If Conor McGregor is indeed going to come up to the lightweight division, Diaz wants to be the first man he sees. In Diaz’s mind, he, not reigning 155-pound king Rafael dos Anjos, is the money fight for the Irishman.
“Now this guy Conor McGregor’s coming back, and he’s doing all this big stuff. Everybody’s calling him out left and right; I’m not like these guys begging for no fight, but we’re talking about big fights. He wants a big fight. We can fight, and that’s a big fight,” Diaz said at the post-fight press conference. “That’s the kind of s--t I’m talking about.
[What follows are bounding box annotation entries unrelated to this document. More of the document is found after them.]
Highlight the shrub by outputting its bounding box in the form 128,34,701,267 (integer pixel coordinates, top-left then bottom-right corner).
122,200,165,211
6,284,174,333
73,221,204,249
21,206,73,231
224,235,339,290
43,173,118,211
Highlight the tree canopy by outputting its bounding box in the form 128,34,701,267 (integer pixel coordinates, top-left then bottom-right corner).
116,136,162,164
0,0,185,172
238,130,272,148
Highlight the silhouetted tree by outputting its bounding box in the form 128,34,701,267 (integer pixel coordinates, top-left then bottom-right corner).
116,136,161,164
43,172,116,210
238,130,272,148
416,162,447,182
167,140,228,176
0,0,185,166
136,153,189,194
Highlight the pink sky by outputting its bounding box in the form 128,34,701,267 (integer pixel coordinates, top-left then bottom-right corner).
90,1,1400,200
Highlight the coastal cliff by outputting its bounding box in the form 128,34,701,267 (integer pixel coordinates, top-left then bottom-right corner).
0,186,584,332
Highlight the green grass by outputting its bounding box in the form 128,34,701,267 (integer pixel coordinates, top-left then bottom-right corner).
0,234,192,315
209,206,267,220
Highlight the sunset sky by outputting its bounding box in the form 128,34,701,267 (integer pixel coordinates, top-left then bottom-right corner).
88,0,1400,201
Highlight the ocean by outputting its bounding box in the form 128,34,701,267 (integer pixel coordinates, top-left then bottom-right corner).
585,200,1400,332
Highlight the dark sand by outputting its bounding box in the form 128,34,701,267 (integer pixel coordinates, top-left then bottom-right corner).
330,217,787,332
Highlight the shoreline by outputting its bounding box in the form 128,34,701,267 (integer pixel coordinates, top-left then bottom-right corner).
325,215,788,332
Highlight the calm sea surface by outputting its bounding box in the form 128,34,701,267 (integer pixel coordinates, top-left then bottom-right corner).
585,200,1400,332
Real fights, not funny fake fights.
”...They [the UFC] pulled me out of the rankings when I was ranked No. 3. I just fought dos Anjos and ‘Cowboy’ and now I just beat No. 5-ranked [Michael Johnson]. I had reason to take this fight. I think if we’re gonna see a fight that people want to see, it’s gonna be that fight with Conor McGregor. We could do that s--t tonight. Whenever. Next week. That’s my motivation. I plan on doing well when I do fight.”
Diaz did exactly that in his first Octagon appearance in approximately a year. After somewhat of a slow start, he was in vintage form over the bout’s final 10 minutes, taunting Johnson while utilizing his reach to land effective punching combinations in a crowd-pleasing performance.
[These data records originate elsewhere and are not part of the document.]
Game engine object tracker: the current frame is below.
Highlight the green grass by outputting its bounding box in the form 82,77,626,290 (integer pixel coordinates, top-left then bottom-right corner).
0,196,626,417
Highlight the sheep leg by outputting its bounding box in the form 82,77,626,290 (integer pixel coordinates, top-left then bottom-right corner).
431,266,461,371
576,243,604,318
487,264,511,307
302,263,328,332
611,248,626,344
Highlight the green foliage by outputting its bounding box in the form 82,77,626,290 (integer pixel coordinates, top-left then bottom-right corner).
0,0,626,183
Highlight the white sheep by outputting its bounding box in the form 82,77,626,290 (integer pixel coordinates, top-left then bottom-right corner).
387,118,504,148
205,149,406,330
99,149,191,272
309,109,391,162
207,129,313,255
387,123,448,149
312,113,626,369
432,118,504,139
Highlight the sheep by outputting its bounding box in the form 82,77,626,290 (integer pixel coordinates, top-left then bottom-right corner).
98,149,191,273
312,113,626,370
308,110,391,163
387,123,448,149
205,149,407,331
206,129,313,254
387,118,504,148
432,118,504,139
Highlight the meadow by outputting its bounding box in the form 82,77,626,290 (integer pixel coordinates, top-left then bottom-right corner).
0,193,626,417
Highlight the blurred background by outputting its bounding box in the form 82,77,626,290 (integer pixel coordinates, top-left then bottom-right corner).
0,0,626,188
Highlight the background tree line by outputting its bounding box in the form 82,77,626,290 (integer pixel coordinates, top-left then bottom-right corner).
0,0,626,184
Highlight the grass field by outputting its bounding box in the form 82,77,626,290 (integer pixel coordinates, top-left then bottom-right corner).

It was a far cry from his previous effort, when the Cesar Gracie protégé missed weight badly ahead of his matchup with dos Anjos at UFC on Fox 13. It was reflected in his performance, as the Brazilian dominated the contest en route to a unanimous decision triumph.
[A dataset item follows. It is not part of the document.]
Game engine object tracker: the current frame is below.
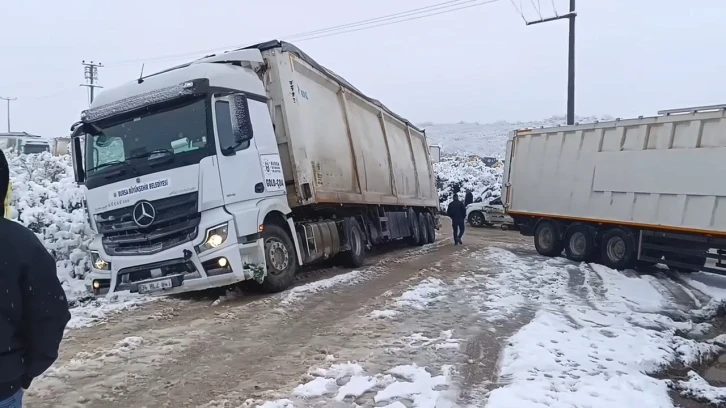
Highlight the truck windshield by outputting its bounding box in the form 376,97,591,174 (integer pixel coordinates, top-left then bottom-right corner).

“It felt good to be back. I had a good training camp for this fight. Last year when I fought I had no real motivation, nothing to fight for,” Diaz said. I’ve been fighting in the UFC since I was 21; I’m 30 now. Nine years in the UFC; I have a lot of fights. I was sick of fighting people just to fight. I want a good fight. I want fights that matter and make sense.
“Because sometimes when you’re just fighting to fight there’s no motivation in that,” he continued. “I want to fight good fights, big fights that count. When I fought dos Anjos it was hard to get up and train for that fight. He’s a really good fighter, but he was not the biggest name at the time. Things didn’t go so well.”
At least for now, it doesn’t appear that Diaz is interested in staying at lightweight for anyone other than McGregor -- or possibly, a rematch with dos Anjos.
“Only time will tell, but I don’t think I’ll be losing weight for any of these guys down here. They’re not too big of names anymore at 155; I’ve fought them all. Definitely big fights are what I’m after,” he said. “And yeah, I’ll fight him too, lightweight champion,” Diaz later said, pointing across the dais at dos Anjos. “I forgot I left that out talking about Conor motherf---ing Gregor.”
With just two wins in his last five UFC outings, it might be farfetched for Diaz to get his wish, even if it is the popular choice. Despite winning in impressive fashion and then stealing the spotlight from knockout winners dos Anjos and Alistair Overeem thanks to his post-fight outburst, Diaz still wouldn’t go so far as to say he’s enjoying the ride.
“It’s fighting. That s--t hurts, you know what I’m saying? It’s like, f--k. I enjoy getting the job done how it’s supposed to be done and going home with the victory,” he said. “But I think everybody [up here] would probably agree that f---ing fighting is a motherf----r. It does feel great to win. I’m very happy I could get the job done and look good for my partners and my team.”